Lower vaccination coverage against COVID-19 in school-aged children is associated with low socioeconomic status in the Metropolitan Area of Santiago, Chile

Enzo Guerrero-Araya, Cesar Ravello, Mario Rosemblatt, Tomas Perez-Acle

Producción científica: Otra contribución


Background The burden of COVID-19 has been heterogeneous, indicating that the effects of this disease are synergistic with both other non-communicable diseases and socioeconomic status (SES), high-lighting its syndemic character. While the appearance of vaccines has moderated the pandemic effects, their coverage has also been heterogeneous, both when comparing different countries, and when comparing different populations within countries. Of note, once again SES appears to be a correlated factor.

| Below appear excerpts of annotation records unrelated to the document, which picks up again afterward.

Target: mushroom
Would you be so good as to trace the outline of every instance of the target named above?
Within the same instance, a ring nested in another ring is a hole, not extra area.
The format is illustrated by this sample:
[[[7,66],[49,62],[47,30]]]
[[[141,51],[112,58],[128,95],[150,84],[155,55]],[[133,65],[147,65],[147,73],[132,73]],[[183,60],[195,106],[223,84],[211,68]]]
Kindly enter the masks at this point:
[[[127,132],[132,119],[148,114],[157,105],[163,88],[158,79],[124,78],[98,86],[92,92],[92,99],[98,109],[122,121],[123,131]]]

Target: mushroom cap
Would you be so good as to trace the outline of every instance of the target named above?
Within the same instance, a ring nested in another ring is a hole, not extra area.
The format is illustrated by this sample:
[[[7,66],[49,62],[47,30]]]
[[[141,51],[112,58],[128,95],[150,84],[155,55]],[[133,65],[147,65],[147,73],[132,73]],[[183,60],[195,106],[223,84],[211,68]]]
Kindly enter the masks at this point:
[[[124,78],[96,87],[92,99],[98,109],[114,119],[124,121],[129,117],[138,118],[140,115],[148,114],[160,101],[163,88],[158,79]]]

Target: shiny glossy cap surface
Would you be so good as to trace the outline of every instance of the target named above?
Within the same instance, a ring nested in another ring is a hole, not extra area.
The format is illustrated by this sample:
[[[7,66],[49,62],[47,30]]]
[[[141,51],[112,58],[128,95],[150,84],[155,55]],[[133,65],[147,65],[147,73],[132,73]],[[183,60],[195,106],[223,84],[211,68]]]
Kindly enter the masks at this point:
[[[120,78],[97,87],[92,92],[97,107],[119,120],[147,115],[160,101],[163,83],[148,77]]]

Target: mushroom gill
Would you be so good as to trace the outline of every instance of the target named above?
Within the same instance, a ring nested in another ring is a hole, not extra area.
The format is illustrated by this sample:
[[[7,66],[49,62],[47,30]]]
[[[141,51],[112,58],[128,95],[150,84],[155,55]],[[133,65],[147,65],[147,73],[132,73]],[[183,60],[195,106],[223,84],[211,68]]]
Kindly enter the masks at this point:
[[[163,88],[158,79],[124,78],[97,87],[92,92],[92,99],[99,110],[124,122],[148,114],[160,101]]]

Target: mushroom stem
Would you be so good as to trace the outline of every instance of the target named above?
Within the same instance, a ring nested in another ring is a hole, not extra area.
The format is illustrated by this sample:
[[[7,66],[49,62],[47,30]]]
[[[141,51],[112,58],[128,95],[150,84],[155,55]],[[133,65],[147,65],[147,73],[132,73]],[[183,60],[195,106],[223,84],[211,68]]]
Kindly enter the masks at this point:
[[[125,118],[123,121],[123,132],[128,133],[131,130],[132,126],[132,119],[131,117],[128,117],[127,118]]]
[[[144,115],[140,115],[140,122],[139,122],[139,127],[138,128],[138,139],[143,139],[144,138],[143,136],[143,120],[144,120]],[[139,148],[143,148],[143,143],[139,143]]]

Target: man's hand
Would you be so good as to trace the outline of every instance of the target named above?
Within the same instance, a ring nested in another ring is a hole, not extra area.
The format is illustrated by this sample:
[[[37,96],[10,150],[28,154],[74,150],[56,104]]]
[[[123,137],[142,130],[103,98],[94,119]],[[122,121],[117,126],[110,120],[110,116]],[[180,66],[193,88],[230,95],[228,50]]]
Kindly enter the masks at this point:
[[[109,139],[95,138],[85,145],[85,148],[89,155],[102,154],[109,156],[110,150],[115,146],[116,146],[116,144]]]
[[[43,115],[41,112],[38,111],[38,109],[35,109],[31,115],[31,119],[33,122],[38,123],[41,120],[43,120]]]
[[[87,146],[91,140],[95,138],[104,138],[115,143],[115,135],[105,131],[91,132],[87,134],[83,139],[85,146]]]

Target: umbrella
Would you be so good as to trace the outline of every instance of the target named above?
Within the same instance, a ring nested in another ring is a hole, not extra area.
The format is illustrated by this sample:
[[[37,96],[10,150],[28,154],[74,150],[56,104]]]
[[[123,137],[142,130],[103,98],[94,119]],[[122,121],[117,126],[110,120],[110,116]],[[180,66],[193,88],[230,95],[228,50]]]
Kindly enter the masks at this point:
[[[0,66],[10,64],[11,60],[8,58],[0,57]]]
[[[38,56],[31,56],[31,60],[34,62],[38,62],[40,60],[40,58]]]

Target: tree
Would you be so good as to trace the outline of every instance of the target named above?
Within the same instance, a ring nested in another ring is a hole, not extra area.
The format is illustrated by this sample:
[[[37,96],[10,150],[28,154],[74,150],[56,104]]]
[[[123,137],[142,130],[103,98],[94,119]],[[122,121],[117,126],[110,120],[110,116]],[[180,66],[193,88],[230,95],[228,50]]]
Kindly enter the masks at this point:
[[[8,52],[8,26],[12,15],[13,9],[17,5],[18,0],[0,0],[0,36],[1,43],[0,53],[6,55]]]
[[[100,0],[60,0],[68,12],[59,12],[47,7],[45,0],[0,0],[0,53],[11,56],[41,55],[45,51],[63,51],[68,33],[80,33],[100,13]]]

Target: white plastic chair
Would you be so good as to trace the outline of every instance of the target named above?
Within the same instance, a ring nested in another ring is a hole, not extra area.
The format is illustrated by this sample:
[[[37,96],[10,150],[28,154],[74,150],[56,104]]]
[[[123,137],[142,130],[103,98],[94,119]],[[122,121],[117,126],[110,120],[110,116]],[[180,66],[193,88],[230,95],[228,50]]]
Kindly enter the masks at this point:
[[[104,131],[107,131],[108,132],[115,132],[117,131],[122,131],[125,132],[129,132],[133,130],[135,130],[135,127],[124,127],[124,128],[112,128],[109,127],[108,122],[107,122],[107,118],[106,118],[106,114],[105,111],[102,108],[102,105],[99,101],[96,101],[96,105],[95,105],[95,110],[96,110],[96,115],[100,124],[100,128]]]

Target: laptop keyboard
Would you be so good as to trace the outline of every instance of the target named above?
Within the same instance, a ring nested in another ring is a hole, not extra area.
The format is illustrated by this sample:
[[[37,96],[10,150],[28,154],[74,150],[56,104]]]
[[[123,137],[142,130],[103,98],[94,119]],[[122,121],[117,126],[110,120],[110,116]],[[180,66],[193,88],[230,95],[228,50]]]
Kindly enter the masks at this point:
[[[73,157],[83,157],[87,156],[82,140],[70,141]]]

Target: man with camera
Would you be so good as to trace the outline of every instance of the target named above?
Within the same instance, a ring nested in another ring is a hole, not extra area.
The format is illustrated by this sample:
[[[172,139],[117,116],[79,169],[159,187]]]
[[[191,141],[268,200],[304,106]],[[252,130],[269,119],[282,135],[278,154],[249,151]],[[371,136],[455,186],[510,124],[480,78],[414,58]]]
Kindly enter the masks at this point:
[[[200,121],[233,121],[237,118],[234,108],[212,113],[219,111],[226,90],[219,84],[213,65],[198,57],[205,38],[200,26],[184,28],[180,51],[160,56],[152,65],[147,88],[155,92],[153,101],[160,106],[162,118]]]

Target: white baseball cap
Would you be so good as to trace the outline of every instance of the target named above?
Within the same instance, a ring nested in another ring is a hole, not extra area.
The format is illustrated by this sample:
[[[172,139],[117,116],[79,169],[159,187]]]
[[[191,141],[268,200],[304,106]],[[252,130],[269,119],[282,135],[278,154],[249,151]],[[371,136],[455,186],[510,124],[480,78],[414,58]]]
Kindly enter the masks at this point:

Methods To examine the relationship between SES and vaccination coverage, we analyzed publicly available data detailing the percentage of school-aged vaccinated children in different municipalities belonging to the Metropolitan Area (MA) of Santiago, Chile, one of the most largely vaccinated countries in the world. Vaccination data was compiled per school type, either public, state-subsidized and private, at three different dates along the COVID-19 pandemic so to cover the dispersion of Delta, and Omicron, including Omicron subvariants BA.4 and BA.5. We computed the median vaccination ratio for each municipality and school type and calculated their Spearman’s rank correlation coefficient with each one of nine SES indices.

Findings In the MA of Santiago, Chile, the percentage of school-age children who have received vaccinations against COVID-19 correlates with SES. Vulnerable municipalities with low SES exhibit low levels of vaccination coverage. Of note, this strong correlation is observed in both public and state-subsidized schools, but to a meaningless extent in private schools. Although inequity in vaccination coverage decreases over time, it remains higher among students enrolled either in public and state-subsidized schools compared to those of private schools.

Interpretation Available data is insufficient to explore plausible causes behind lower vaccination coverage in vulnerable municipalities in the MA of Santiago, Chile. However, considering the available literature, it is likely that a combination of factors including the lack of proper information about the importance of vaccination, the lack of incentives for children’s vaccination, low trust in the government, and/or limited access to vaccines for lower-income people, may all have contributed to this low vaccination coverage. Importantly, unless corrected, the inequity in vaccination coverage will exacerbate the syndemic nature of COVID-19.